In einer aktuellen Studie bestätigt Bernstein-Analyst James Hooper die Einstufung „Outperform“ für den weltgrößten Chemiekonzern. Grundlage ist der jüngst veröffentlichte Jahresausblick der Branche sowie das Feedback institutioneller Investoren. Demnach wird für 2026 zwar ein schleppender Beginn erwartet, zugleich mehren sich jedoch Stimmen, die eine allmähliche Stabilisierung des wirtschaftlichen Umfelds für möglich halten.

Hooper sieht insbesondere im zweiten Halbjahr Chancen auf eine zyklische Erholung, nachdem die Chemieindustrie in den vergangenen Quartalen unter schwacher Nachfrage, hohen Energiekosten und gedämpfter Investitionstätigkeit gelitten hatte.

Kursziel signalisiert zweistelliges Aufwärtspotenzial

An der Börse zeigte sich die BASF-Aktie zuletzt leicht fester.
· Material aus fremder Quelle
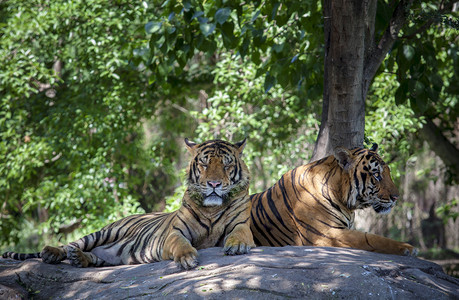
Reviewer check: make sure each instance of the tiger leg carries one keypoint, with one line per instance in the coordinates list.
(81, 259)
(179, 249)
(53, 255)
(239, 241)
(371, 242)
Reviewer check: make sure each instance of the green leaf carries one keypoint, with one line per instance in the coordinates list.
(408, 52)
(222, 15)
(152, 27)
(207, 29)
(269, 82)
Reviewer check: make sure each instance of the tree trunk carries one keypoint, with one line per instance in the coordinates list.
(352, 59)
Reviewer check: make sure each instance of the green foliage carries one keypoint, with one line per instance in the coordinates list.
(282, 40)
(96, 98)
(426, 61)
(71, 111)
(447, 211)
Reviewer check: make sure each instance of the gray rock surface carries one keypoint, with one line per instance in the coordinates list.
(265, 273)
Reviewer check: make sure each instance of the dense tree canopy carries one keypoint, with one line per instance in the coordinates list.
(97, 96)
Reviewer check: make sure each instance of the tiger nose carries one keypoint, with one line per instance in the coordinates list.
(214, 184)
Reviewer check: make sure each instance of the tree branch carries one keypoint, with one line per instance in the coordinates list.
(442, 147)
(377, 54)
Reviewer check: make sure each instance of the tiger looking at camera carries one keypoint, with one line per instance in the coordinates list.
(215, 211)
(315, 204)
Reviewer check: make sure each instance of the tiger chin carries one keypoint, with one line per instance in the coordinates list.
(215, 212)
(315, 204)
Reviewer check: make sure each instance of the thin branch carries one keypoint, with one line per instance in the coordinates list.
(375, 58)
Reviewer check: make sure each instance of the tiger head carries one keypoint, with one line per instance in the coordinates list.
(371, 183)
(216, 172)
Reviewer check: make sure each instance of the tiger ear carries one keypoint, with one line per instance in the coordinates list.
(191, 146)
(241, 145)
(374, 147)
(344, 158)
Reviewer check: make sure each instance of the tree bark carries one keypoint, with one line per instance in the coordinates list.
(352, 58)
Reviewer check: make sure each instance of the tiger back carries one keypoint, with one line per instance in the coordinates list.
(215, 211)
(315, 204)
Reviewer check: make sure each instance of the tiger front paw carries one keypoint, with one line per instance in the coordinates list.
(408, 250)
(236, 247)
(187, 259)
(77, 257)
(52, 255)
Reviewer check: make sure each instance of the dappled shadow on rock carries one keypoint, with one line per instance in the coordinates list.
(265, 273)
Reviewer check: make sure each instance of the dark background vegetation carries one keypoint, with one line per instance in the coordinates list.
(97, 96)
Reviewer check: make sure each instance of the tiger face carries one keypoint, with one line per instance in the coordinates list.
(216, 173)
(370, 178)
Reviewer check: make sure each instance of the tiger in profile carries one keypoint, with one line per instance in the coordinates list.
(215, 211)
(315, 204)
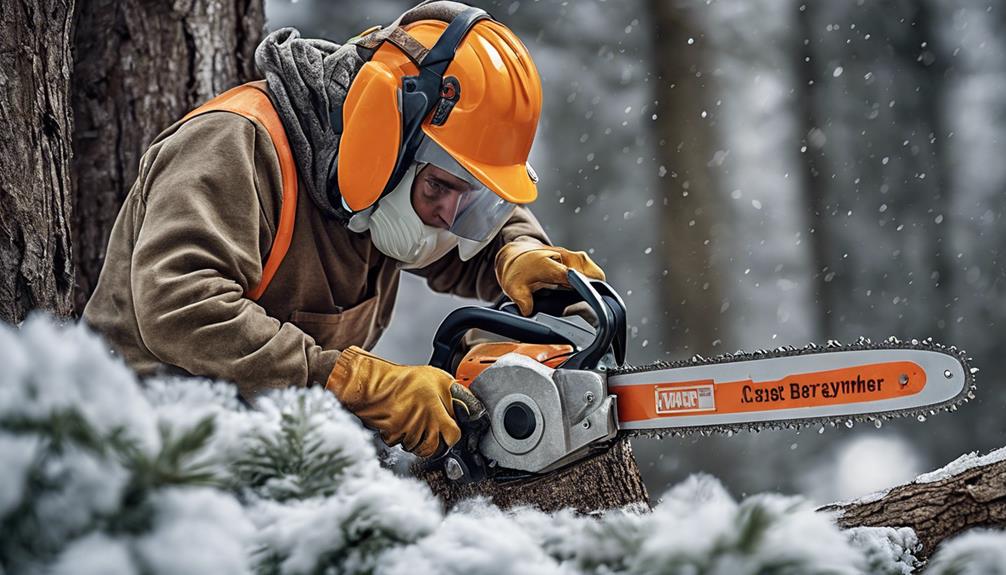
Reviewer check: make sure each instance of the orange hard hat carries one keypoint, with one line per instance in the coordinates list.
(476, 93)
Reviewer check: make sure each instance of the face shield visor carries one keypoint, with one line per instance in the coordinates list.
(477, 213)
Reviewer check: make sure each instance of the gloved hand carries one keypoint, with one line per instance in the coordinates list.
(410, 405)
(524, 267)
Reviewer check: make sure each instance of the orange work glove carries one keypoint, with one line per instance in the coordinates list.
(524, 267)
(410, 405)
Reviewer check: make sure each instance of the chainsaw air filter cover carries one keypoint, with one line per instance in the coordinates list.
(540, 417)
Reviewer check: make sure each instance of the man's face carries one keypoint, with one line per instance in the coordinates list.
(438, 195)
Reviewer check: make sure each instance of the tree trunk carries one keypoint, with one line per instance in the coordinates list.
(684, 129)
(938, 510)
(141, 65)
(35, 266)
(606, 481)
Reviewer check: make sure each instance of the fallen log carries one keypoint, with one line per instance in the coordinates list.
(967, 494)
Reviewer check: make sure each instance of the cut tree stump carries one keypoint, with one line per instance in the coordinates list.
(938, 510)
(606, 481)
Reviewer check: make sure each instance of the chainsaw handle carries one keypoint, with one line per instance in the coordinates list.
(607, 306)
(459, 322)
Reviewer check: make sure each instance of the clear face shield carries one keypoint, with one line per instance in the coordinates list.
(478, 212)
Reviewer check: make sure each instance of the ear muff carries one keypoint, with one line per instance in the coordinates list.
(371, 142)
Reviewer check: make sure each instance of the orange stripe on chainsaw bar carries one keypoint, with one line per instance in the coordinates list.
(869, 382)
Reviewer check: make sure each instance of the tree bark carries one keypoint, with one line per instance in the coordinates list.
(35, 266)
(936, 511)
(141, 64)
(607, 481)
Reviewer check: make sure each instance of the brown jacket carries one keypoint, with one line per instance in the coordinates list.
(191, 238)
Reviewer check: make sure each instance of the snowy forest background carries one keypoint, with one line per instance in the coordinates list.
(760, 173)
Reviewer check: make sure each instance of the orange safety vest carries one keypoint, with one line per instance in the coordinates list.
(252, 102)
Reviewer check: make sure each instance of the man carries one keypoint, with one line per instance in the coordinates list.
(410, 149)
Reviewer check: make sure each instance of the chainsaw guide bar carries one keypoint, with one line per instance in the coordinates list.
(554, 390)
(958, 372)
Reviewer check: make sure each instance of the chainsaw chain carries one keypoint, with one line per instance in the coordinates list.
(967, 392)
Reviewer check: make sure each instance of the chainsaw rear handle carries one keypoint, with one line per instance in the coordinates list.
(458, 323)
(607, 306)
(506, 321)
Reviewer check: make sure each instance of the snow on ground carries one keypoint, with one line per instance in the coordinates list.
(103, 475)
(961, 464)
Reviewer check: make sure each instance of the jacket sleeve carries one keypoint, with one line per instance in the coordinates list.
(477, 276)
(198, 248)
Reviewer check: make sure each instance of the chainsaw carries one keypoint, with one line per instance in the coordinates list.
(556, 389)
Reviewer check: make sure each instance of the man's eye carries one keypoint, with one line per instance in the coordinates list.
(435, 188)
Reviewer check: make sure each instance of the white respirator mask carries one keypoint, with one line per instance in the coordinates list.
(397, 231)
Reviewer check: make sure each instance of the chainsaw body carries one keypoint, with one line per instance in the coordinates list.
(546, 400)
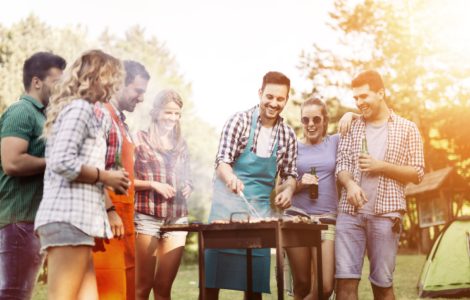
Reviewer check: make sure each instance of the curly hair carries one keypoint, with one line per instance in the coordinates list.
(95, 76)
(161, 100)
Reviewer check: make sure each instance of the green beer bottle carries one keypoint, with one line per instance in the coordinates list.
(364, 149)
(313, 187)
(118, 166)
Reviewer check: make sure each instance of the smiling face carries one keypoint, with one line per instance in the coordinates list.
(313, 124)
(169, 116)
(369, 103)
(273, 99)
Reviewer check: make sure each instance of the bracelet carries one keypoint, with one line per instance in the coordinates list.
(97, 176)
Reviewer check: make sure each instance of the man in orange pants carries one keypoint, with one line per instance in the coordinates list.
(114, 260)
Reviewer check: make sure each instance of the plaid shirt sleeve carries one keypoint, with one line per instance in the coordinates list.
(414, 151)
(344, 156)
(232, 139)
(112, 139)
(69, 139)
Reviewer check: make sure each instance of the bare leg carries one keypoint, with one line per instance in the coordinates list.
(169, 253)
(381, 293)
(89, 289)
(347, 289)
(145, 256)
(68, 267)
(300, 260)
(328, 250)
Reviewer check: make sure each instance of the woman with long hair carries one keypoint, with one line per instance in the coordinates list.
(317, 153)
(73, 210)
(163, 186)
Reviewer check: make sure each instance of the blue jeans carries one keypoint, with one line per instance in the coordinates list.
(20, 261)
(355, 234)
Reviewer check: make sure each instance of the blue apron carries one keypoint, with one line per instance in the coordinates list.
(226, 268)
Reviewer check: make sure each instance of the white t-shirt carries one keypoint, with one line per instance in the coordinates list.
(262, 147)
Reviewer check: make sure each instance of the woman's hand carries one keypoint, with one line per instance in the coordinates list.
(309, 179)
(344, 124)
(166, 190)
(186, 191)
(117, 180)
(117, 227)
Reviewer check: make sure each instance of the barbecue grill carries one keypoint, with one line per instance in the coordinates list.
(252, 235)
Auf XETRA notierte das Papier bei rund 44,77 Euro, was einem Tagesplus von 0,4 Prozent entsprach. Das von Bernstein bestätigte Kursziel von 51 Euro impliziert damit ein Aufwärtspotenzial von knapp 14 Prozent.

Der Analyst verweist darauf, dass die Bewertung inzwischen ein pessimistisches Szenario weitgehend einpreist. Sollte sich das makroökonomische Umfeld moderat aufhellen und die Nachfrage aus Schlüsselindustrien wie Automobil, Bau und Konsumgüter anziehen, könnte BASF überproportional profitieren.

Fokus auf Ergebnisse und Ausblick für 2026

Für Anleger rückt nun der nächste wichtige Termin in den Fokus: Am 27. Februar 2026 will BASF die Zahlen für das vierte Quartal 2025 vorlegen. Neben den Ergebnissen werden vor allem Aussagen zum operativen Ausblick und zur Margenentwicklung entscheidend sein.

Bernstein bleibt dabei optimistisch, dass der Konzern dank seiner breiten Aufstellung, Effizienzprogramme und Kostensenkungsmaßnahmen gut positioniert ist, um von einer zyklischen Erholung zu profitieren. Entsprechend sieht das Analysehaus die Aktie weiterhin als überdurchschnittlich attraktiv im europäischen Chemiesektor.